Il Rinascimento vide affermarsi la cortigiana (così chiamata perché
seguiva le corti), che ricalcava la figura dell’etèra greca. Le
meretrices honestae
possedevano un’educazione raffinata e nelle loro dimore passavano
cardinali, artisti, nobili e re. Ma «per una che riesce ad acquistarsi
delle terre al sole», scrisse Pietro Aretino nel 1536, «ce ne sono mille
che finiscono i loro giorni in un ospizio».
Una foto alle pareti di una casa di appuntamenti degli Anni '30: serviva ad accendere le fantasie dei clienti.
Le regole di Napoleone.
L’atteggiamento della società verso le prostitute mutò quando in Europa
si diffuse la sifilide, considerata un castigo divino, e prese avvio il
vasto movimento di moralizzazione promosso da Riforma e Controriforma.
I postriboli vennero chiusi, le prostitute sottoposte a pesanti
imposizioni fiscali e si tentò di relegarle in quartieri-ghetto.
Tolleranza e repressione si alternarono nel corso dei secoli. Fino a
Napoleone, fondatore della moderna regolamentazione delle case di
tolleranza (passate sotto controllo dello Stato nel 1804; l’Italia ne
seguì l’esempio col regio decreto del 15 febbraio 1860).

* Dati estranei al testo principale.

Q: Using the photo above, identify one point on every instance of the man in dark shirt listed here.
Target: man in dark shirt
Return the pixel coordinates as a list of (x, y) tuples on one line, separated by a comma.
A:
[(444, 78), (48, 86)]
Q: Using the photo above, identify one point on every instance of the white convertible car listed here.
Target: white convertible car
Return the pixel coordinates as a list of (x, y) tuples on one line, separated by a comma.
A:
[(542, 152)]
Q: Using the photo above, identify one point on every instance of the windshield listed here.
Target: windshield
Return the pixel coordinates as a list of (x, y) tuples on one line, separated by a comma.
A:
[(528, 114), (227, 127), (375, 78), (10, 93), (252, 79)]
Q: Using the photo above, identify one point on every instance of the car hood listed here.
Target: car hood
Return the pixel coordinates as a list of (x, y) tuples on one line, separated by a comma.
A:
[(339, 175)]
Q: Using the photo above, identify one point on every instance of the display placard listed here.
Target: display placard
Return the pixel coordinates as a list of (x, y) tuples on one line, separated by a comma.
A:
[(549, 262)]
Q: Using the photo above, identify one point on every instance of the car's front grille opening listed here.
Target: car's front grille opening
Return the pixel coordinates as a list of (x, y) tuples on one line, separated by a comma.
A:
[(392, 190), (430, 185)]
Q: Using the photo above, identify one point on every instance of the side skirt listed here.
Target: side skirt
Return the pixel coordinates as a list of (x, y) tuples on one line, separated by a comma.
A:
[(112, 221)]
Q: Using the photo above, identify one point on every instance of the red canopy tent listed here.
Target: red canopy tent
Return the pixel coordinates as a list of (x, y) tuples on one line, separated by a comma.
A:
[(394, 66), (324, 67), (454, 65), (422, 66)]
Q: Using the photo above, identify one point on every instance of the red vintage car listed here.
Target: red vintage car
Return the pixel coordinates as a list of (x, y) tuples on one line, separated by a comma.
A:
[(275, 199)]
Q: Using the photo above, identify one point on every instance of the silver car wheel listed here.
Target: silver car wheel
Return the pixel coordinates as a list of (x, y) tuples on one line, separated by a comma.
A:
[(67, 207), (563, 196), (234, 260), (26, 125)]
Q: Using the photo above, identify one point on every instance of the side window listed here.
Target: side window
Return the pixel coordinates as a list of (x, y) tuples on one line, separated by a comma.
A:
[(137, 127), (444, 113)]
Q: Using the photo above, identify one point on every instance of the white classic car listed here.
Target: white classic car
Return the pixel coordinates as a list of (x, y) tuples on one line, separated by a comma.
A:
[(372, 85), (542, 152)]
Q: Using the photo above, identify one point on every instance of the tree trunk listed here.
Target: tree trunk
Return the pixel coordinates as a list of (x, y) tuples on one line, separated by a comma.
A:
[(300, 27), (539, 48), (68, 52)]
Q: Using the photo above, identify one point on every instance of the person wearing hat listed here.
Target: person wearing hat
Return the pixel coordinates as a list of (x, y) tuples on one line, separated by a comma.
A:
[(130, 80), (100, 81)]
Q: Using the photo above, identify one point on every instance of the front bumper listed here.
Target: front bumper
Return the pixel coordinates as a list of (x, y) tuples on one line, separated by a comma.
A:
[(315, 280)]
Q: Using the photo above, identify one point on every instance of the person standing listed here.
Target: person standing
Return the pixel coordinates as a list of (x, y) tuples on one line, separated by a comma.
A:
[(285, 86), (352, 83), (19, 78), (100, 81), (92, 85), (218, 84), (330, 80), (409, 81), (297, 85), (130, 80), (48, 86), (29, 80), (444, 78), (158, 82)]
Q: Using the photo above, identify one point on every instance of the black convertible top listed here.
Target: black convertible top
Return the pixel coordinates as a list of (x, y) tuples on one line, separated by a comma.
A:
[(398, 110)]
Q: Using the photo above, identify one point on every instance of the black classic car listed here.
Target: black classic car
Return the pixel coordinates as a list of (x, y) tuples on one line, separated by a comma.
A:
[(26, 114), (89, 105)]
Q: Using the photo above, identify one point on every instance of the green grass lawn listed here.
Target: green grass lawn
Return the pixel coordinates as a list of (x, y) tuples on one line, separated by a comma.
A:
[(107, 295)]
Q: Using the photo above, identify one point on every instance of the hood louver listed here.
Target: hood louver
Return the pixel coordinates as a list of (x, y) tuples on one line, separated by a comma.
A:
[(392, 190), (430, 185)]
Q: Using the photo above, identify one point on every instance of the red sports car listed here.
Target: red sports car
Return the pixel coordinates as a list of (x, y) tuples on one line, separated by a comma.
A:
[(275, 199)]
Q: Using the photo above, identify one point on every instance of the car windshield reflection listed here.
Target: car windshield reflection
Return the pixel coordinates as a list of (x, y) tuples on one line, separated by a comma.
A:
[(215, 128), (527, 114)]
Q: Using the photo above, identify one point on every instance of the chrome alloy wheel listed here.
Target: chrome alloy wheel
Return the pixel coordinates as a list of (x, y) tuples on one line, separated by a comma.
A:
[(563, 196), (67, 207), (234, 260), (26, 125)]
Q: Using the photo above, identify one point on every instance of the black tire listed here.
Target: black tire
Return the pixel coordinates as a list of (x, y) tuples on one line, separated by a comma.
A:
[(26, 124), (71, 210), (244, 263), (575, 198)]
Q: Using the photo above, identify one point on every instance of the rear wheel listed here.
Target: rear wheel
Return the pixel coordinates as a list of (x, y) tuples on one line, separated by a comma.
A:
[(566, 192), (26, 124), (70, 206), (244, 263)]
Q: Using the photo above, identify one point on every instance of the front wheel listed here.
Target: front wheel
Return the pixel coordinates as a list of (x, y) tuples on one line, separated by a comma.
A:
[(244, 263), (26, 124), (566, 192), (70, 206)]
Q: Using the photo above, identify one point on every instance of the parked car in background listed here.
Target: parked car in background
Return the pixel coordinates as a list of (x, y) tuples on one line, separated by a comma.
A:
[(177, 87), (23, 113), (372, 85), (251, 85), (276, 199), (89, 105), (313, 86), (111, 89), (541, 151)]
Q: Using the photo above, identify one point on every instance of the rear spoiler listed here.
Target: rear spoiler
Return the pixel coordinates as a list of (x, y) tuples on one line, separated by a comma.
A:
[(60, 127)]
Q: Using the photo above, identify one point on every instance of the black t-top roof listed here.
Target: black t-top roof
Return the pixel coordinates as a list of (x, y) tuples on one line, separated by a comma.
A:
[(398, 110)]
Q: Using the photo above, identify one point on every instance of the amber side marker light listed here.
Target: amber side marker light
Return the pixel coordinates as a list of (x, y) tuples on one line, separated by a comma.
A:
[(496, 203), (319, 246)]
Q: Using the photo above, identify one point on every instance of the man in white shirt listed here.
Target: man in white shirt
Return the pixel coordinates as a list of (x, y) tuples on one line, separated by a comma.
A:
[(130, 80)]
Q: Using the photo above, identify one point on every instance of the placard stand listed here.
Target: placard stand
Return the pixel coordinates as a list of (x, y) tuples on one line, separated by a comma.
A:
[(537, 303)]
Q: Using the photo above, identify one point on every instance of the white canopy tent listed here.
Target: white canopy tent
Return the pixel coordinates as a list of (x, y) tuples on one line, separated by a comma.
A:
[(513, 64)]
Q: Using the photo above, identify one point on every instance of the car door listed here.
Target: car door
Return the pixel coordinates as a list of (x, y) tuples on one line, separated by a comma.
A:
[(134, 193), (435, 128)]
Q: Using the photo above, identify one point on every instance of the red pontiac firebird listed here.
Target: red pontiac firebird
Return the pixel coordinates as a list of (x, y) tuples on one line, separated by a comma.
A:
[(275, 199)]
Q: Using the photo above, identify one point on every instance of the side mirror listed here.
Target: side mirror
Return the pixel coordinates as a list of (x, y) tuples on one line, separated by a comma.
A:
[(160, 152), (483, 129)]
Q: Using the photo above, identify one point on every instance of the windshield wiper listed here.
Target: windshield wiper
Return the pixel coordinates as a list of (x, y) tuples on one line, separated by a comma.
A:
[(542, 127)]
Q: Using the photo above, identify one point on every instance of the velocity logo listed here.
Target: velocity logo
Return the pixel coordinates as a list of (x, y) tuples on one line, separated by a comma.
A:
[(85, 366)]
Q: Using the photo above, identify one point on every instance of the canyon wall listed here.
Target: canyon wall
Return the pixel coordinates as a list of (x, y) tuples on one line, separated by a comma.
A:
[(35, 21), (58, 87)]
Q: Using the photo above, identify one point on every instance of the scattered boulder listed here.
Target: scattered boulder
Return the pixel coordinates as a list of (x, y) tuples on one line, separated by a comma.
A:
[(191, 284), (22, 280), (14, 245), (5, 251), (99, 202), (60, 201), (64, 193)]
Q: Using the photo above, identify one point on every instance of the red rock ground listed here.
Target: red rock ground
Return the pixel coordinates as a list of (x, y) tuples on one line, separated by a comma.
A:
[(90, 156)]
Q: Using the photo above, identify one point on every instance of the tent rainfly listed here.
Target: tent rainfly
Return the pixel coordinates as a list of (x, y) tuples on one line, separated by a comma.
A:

10 anni di battaglie. Sempre nell’800
prese piede la casa d’appuntamenti, dove l’incontro fra cliente e
prostituta si accompagnava a una parvenza di seduzione. È del 1904 il
primo accordo internazionale contro lo sfruttamento della prostituzione,
del 1910 la convenzione per la repressione della cosiddetta “tratta
della bianche”.
Nella Russia dei soviet la prostituzione, considerata vergognoso
retaggio dello “sfruttamento capitalistico”, resiste: nel ’22 furono
censite 62 mila prostitute a Pietrogrado e Mosca. Solo nel ’46 la
Francia chiuse i bordelli, seguita dalla Germania. In Italia la legge
per l’abolizione delle case chiuse, presentata dalla senatrice
socialista Lina Merlin nell’agosto del ’48, passò 10 anni dopo, il 4
marzo ’58, tra accese polemiche e tesi ancora oggi dibattute.